Nel Quattrocento proseguono le gravi epidemie di Peste iniziate nella metà del secolo precedente, che furono di particolare
intensità e gravità a causa anche degli scarsi provvedimenti igienici applicati.
In linea di massima c'era la tendenza semplicemente ad 'allontanare' dalle città le persone infette, che non potevano più
entrare negli altri paesi nè ricevere ospitalità o fare acquisti, a meno che non fossero in possesso di un "bollettino"
di sanità, una specie di lasciapassare a garanzia del loro stato di salute.

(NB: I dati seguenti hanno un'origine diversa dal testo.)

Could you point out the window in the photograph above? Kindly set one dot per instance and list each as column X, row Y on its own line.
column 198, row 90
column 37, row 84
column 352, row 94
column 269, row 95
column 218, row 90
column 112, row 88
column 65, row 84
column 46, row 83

I Lazzareti o appositi spazi per il ricovero e l'isolamento degli ammalati vennere istituiti solo con molto ritardo. Sono
ben pochi i casi, come quelli di Moncalieri, Chivasso o Biella, dove troviamo apposite strutture già nella metà del secolo.
La prevenzione era davvero scarsa, e si basava sulla strategia degli odori, ossia consisteva nel combattere l'atmosfera
infetta con vari profumi ed aromi, ad esempio bruciando nei camini particolari legni resinosi, come ginepro, alloro,
rosmarino.
I Savoia prima di muoversi nei propri domini inviavano sul posto i medici di corte per "visitare l'aria" ed
indagare se ci fossero gravi pericoli di contagio.
Le cure erano ancora più scarse, anche perchè i medici, in caso di contagio in una città, erano i primi a scappare lontano.
Ci si affidava così a pochi chirurgi e, sempre più spesso, ai barbieri, che da sempre praticavano anche operazioni di
bassa chirurgia.
Le poche ed inefficaci cure consistevano in salassi e purghe, con l'intento di espellere dall'organismo gli umori infetti, il
cui risultato era spesso una maggior delibitazione dell'ammalato, che spesso ne favoriva la morte.
Dal punto di vista spirituale ci si affidò ai Santi protettori, alle preghiere collettive, alle messe solenni ed ai riti
di espiazione. Ma sarà solo, anni dopo, con l'introduzione di severe norme igieniche e controllo degli alimentari che la battaglia
contro la peste inzierà ad avere un riscontro positivo.